Je me disais à l’époque (j’avais autour de 20 ans) :  comment se fait-il qu’on puisse avoir des sentiments si sincères, si authentiques, pour une fille, et que celle-ci, en face, oppose un refus poli ? Comment peut-il exister des décalages aussi grands, aussi injustes, sur cette putain de Terre ?

Pourquoi la vie est-elle si dure avec moi ?

Rien que de très commun : il est naturel, autour de 20 ans, de souffrir énormément par amour. On s’en remet.

Mais moi, je ne m’en suis pas remis.

Sans doute parce que ces rejets renvoyaient à des rejets enfantins, liés, je suppose, à ma mère (qui était très sévère quand j’étais petit, très peu affectueuse).

Eh bien, dans mes séances de porno autogynéphiles, rien ne m’excite autant que d’imaginer que je suis Gwendoline, ou Maya, et que je m’envoie en l’air comme une petite salope avec tous les mecs que je rencontre – sauf avec moi, bien entendu. Et je crois bien que ce sentiment de rejet, ce sentiment si douloureux, reste à l’arrière-plan de cette fantasmatique, et participe de l’excitation sexuelle, de manière un peu perverse.

Dit autrement : me sentir rejeté par les femmes attise mes fantasmes autogynéphiles, et donc la force de l’excitation sexuelle. Et donc la dépendance à la pornographie, puisqu’elle est toujours présente lors de mon comportement autogynéphile.

Parenthèse : je ne dis pas, et je ne crois pas, que l’autogynéphilie trouve sa source dans les rejets que l’homme a subi, de la part des femmes. J’abritais déjà ce fantasme avant de vivre ces épreuves amoureuses. Mais indubitablement, ces rejets ont largement augmenté la force de cette fantasmatique, jusqu’à en faire une sorte de trou noir.

Un peu comme ces objets stellaires qui attirent planètes, étoiles et même lumière à l’intérieur d’eux et ne laissent plus rien en ressortir, jamais.

Pornhub attraction

L’autogynéphilie / pornographie constitue une sorte de trou noir libidinal, qui pourrait aisément m’engloutir si je m’y laisse trop aller.

Je referme la parenthèse.

Donc, voilà : est-ce un hasard si, quand je consomme du porno, je m’imagine être une de ces femmes qui m’ont rejeté ? Pourquoi, quand je regarde une actrice X « faire son travail », est-ce que je projette le visage de ces femmes, Gwendoline ou Maya, que j’ai aimées,  sur le corps de ces actrices ?

Eh bien le voilà, le lien avec la dépendance affective.

A l’heure actuelle, c’est tout ce que j’en vois.
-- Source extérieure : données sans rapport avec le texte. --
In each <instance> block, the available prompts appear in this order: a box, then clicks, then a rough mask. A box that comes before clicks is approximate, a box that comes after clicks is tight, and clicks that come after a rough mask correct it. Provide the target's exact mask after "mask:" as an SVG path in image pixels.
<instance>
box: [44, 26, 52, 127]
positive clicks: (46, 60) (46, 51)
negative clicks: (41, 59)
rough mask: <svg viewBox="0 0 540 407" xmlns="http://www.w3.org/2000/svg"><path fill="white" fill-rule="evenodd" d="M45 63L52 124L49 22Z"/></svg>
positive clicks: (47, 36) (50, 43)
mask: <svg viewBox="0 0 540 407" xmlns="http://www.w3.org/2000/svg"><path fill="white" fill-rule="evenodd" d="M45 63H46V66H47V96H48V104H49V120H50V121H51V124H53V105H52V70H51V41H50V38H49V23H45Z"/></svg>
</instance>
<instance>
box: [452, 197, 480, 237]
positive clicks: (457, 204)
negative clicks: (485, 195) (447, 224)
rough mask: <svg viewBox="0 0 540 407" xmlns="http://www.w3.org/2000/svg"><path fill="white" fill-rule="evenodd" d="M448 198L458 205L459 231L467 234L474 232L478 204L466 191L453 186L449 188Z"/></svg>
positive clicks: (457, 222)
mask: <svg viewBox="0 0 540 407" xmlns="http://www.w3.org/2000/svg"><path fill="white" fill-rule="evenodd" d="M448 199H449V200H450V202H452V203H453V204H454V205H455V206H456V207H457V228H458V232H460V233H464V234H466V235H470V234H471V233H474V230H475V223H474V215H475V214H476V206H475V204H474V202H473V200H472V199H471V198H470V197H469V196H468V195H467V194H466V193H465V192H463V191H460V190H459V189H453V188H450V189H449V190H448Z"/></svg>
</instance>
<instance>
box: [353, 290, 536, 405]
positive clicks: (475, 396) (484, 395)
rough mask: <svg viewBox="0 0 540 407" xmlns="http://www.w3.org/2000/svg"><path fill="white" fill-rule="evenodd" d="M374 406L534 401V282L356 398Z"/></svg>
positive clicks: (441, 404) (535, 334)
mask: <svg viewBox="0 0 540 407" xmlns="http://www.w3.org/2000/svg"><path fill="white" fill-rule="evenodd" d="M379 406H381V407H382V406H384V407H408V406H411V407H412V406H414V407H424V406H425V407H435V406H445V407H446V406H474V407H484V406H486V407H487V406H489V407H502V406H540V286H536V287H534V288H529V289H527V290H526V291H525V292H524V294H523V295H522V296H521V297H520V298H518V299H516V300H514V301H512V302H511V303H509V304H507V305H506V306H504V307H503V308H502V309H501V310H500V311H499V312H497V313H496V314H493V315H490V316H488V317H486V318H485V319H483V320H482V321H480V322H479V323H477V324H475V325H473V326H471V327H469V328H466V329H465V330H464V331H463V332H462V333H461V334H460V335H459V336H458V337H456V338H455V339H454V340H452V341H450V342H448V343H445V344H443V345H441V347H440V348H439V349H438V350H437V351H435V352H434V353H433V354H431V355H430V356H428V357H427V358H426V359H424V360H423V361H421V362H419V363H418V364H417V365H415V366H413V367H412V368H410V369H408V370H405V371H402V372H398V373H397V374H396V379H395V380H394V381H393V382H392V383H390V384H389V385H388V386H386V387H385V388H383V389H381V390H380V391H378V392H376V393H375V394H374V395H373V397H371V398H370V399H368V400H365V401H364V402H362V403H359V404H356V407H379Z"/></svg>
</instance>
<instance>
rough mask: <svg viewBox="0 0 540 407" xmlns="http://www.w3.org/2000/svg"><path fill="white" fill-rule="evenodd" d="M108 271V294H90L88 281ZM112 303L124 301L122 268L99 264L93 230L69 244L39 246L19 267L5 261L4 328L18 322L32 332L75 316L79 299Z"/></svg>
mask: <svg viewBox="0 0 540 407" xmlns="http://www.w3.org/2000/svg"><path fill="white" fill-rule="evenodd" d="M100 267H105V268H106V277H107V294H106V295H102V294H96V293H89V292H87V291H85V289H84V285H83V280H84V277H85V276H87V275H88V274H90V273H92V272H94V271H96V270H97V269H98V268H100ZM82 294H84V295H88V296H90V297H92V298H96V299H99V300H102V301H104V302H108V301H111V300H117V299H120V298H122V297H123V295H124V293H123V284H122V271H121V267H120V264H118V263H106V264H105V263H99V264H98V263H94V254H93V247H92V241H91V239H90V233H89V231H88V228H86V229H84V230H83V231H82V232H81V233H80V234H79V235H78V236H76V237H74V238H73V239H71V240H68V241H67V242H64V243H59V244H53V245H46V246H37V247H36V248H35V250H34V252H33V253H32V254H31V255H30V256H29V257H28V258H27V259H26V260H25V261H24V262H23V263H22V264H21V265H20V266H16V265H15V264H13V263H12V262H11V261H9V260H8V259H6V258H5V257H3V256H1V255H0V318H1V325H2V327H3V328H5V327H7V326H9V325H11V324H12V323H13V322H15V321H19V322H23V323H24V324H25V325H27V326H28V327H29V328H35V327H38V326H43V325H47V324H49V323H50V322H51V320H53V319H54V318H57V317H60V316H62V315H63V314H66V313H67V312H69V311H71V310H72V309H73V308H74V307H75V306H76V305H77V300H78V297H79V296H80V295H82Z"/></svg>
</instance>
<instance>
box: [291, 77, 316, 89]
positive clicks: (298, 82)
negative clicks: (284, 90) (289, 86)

Mais je crois que chaque sex ou porn addict devrait réfléchir à ces questions :

  • Quelle est la dimension affective occultée par la consommation de sexe ?
  • En quoi l’hyperactivé sexuelle, ou la pornographie, qui se prétendent affranchies de toute affectivité, sont-elles des façades, qui cachent au contraire un immense gouffre affectivement vide ? Ou trop plein, ce qui revient au même.

Attention : il serait une très mauvaise idée de se dire qu’on va d’abord élucider ces liens, avant de se sevrer de la pornographie. Je l’ai déjà dit, le sevrage doit venir en premier. Sans quoi aucun travail sur soi n’est possible.